No team has had a longer playoff drought in the NFL than the Buffalo Bills, who haven't been to the postseason since 1999, when they qualified as a wild card entry with an 11-5 record.
In the 10 seasons played since the league implemented four-team divisions in 2002, the Bills have averaged just 6.5 victories per year, finished last in the AFC East five times, posted only two non-losing marks and registered but one winning record. And with New England in the division, there's probably no reason to believe that the Bills will soon return to the halcyon stretch that included four straight Super Bowl appearances 1990-93.
But with the beginning of OTAs on Tuesday, there seemed to be some justification for the notion that Buffalo could be among the league's most improved franchises in 2012, and for at least suggesting the Bills' arrow is pointed northward for a change. Both in reports emanating from the Buffalo-area media, and in discussions on Tuesday evening with some Bills' veterans and a few coaches, there appears to be a genuine sense that things are better.
That's not to say the road back to prominence will be without potholes -- although probably not of the magnitude of those encountered by the Bills last season, when a promising 4-1 start was undone by winning only two of the last 1 games -- but the corner that must be turned seems to at least be in view now.
Especially on the defensive side of the ball.
"The feeling all around is improved; we're just better in general," said standout defensive tackle Kyle Williams, who isn't practicing yet as he still rehabilitates from a foot injury sustained last season, but who's return will bolster a line unit that already looks pretty strong. "The new guys will make us better, for sure, but there was already some talent here. And we're all committed to one another."
The commitment of Buffalo management in the offseason was obvious, as the Bills signed defensive end Mario Williams, arguably the premier veteran available in the unrestricted pool.
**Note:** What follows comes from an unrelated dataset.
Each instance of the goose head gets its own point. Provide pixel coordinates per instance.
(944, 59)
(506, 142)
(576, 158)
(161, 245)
The Bills followed that up by adding end Mark Anderson, who had 10 sacks for the Patriots a year ago. In the first round, Buffalo selected cornerback Stephon Gilmore, one of the lottery's fastest rising prospects in the month before the draft, and a player who should add size and toughness, and most of all, coverage skills, on the edge.
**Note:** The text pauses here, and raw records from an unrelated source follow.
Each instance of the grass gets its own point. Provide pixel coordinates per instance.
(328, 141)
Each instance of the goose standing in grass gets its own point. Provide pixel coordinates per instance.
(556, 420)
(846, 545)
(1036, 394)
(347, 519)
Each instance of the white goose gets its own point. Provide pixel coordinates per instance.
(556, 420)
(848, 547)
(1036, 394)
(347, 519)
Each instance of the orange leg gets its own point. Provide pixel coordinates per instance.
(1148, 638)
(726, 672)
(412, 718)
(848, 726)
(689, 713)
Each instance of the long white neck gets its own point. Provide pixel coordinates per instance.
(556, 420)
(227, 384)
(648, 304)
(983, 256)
There is, Williams, linebacker Nick Barnett, and longtime defensive end Chris Kelsay all emphasized, considerable depth with blending the newcomers into the mix. And the promotion of Dave Wannstedt to defensive coordinator should allow the Bills to settle into a 4-3 defensive front, and avoid some of the vacillation of the past couple years, when the unit wasn't quite sure what is was, and play to the strengths of the individual performers.
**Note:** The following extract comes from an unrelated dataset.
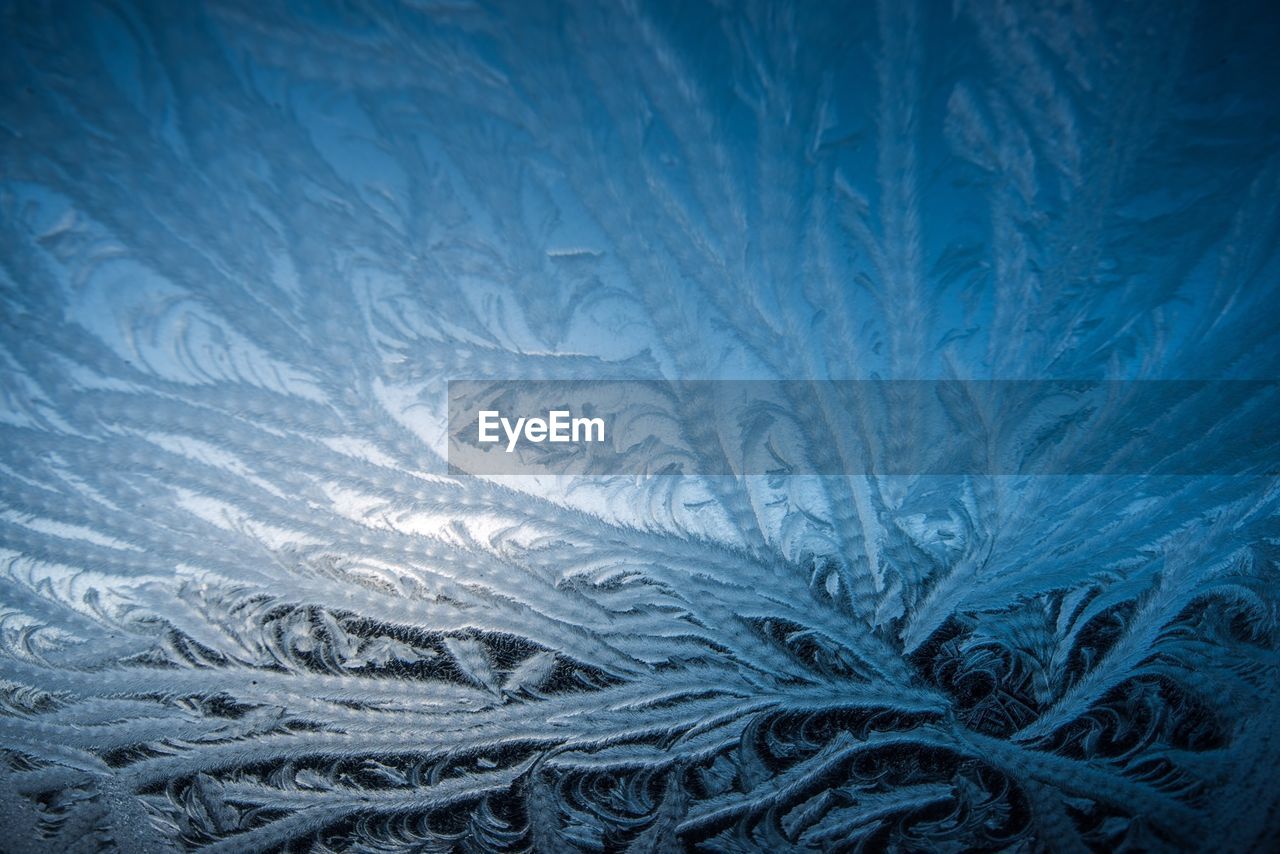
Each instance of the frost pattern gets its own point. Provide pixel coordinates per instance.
(242, 247)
Although Williams demonstrated he could be a pass-rush force in the switch to the 3-4 at Houston last season, the former top overall choice (2006) has always been a better performer at defensive end than linebacker. Kelsay struggled at times in the revolving defensive schemes of recent seasons. And second-year veteran Marcell Dareus appears better suited to 4-3 tackle, where he figures to team with the underrated Williams to comprise one of the league's better interior duos.
Several reports, including a strong endorsement from quarterback Ryan Fitzpatrick, gushed over the play of Williams in Tuesday's workout.
There seems to be solid depth on the line, a Wannstedt hallmark and perhaps a must as well, since the new coordinator has always been a guy who rotates a lot of people upfront, and doesn't blitz much, relying on the front four to press the pocket. But the alleged newfound depth isn't only limited to the front of the Buffalo defense. There should be good competition in the back-end as well.
"You never know how it's going to all shake out," said Barnett, who is projected at a pure 4-3 weak-side spot for the first time in his career. "But I think the 4-3 suits the talent well, and we're only going to grow better the more we're together and the more we play the defense."
The Bills haven't ranked statistically among the top 10 defenses in the league since 2004, when they finished No. 2 for a second straight season. Buffalo hasn't even been in the top half of the defensive ratings since '08, and was 26th in 2011. But this could be a year, some players noted, that a few famines end for the franchise.
"I mean, we haven't even put on pads yet," Barnett said. "But I think we have some really good players here and a good attitude."